I found this article on MSN today.
I found it pretty darn interesting and tried to apply some of the theories discussed to my own youtful past. However, I cannot make a correlation with a traumatic event as described in the article and my own behaviors.
I remember when that very first academic type shrink sat across from me and told me I had adult ADD after spending a mere 10 minutes with me. While that first meeting has already been about 4 years ago, his verbal diagnosis to me feels like it was just the other day.
"You know, since you've been in my office....you haven't stopped talking...and looking around restlessly."
Well yeah....I'm embarrassed to be here, not exactly why I am here other than my wife demanding it, I don't really know much about your profession or my surroundings, and I'm sick and tired of crying for no real reason or having panic attacks anywhere, anytime. Remember, you just asked me a question on how I was feeling......Well, I'm answering you....albeit in detail.
That's just me. I am a very detailed person. One of my pet peeves in life is vagueness, especially in the work place.

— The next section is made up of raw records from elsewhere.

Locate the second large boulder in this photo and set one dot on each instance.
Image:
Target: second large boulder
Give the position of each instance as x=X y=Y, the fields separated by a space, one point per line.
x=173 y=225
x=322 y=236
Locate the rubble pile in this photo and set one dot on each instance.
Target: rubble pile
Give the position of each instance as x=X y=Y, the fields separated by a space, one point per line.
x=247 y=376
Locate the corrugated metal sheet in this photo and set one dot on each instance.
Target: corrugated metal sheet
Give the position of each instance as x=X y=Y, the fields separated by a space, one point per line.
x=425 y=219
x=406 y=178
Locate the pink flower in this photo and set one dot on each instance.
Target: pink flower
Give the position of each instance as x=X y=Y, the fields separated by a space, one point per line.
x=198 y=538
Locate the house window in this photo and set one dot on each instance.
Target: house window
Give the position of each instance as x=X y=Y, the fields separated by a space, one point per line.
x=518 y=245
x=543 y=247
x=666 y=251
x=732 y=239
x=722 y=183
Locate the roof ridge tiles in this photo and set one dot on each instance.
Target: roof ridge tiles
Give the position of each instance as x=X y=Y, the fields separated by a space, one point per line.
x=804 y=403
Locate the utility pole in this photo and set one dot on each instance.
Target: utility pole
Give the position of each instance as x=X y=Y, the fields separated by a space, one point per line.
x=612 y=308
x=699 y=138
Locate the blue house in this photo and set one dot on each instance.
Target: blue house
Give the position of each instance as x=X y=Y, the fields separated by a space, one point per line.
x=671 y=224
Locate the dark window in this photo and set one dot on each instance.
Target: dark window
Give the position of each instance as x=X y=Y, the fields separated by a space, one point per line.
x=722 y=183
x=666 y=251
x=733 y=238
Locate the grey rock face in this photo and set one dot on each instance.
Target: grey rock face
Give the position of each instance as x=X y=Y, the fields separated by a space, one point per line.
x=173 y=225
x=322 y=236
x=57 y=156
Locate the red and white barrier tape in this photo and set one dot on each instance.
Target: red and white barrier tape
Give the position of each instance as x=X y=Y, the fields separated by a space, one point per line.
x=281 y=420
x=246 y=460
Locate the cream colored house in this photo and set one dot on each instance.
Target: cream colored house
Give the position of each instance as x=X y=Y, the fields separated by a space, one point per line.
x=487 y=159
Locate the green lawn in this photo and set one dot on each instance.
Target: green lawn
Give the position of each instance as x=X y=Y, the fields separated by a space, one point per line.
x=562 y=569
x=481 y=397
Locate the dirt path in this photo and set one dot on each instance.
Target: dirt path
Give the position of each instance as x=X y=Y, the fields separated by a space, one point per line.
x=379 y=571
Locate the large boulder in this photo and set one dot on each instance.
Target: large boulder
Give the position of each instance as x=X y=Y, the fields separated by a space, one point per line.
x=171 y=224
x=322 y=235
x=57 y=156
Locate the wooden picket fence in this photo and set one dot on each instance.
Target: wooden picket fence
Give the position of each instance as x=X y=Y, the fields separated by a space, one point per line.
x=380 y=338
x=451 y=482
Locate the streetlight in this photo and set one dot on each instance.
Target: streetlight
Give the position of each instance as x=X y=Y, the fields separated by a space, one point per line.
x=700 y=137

I work in a technical field. Exactness is a requirement. Guesswork, shortcuts, and lack of information or decision making results in an incomplete or non-functioning environment. If you want me to fix it, or install it, I need to know the 'details' of how you want it done (where, when, how, etc.).
Anyway, I read this article and look back at my childhood. I did not suffer from physcial abuse. I was never around violence or drugs. My dad enjoyed his beer, but wasn't a classic 'drunk'. Maybe my mom was a bit over protective. Scratch that. She was indeed over-protective to a fault, and sadly perhaps I do occassionaly hold that against here.
There were times I was indeed very lonely as a kid. That's why I read so much and was so creative. But my parents, moreso my mom, really did try and provide eveything for me, including love.
I'll be honest. I'm not sure where and when thinsg starting going south at first. I suppose standing at God's vantage point and looking down there may have been a point on the continuum which is my life when I first began to change. Was it a chemical change? A hormonal change? something I saw? Dreamt? Did I just begin to perceive things differently? I have no idea.